In 1959, the abstract design of this four-meter high sculpture by Margel Hinder set a striking, modern tone for the entryway of the Western Assurance Building in Pitt Street, Sydney. Conceived as spanning floor to ceiling, Growth Forms is less of a column than a porous, organic structure that can be likened to the natural forms of bones or thorns. In the 1950s and ‘60s Hinder became one of only a few women in Australia to attract commissions for large public sculpture and sculptural fountains. Growth Forms was the first of several major commissions Hinder was awarded in this period.

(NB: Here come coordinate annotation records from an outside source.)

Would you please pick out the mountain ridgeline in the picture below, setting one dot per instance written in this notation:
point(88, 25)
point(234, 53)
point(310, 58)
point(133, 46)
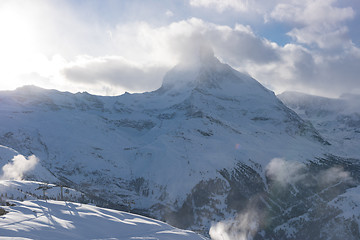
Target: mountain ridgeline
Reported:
point(210, 144)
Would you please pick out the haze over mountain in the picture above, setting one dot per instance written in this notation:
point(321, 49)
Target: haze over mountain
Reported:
point(210, 144)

In 1980, the Western Assurance building was redeveloped, and the sculpture was nearly destroyed. Through the intervention of the Art Gallery of New South Wales and the New South Wales State Architect, Growth Forms was saved from being cut up for scrap. It was moved to the colonnade of the State Office Block in Macquarie Street, where it remained until that building was demolished in 1997. The sculpture’s final transfer, to the UTS Art Collection, was made in 1998 with endorsement from the former NSW State Architect and UTS Chancellor, Professor Peter Johnson.

In addition to the sculpture itself, the UTS Art Collection is also fortunate to have one of the maquettes (small scale models) for Growth Forms created by Hinder during the design process.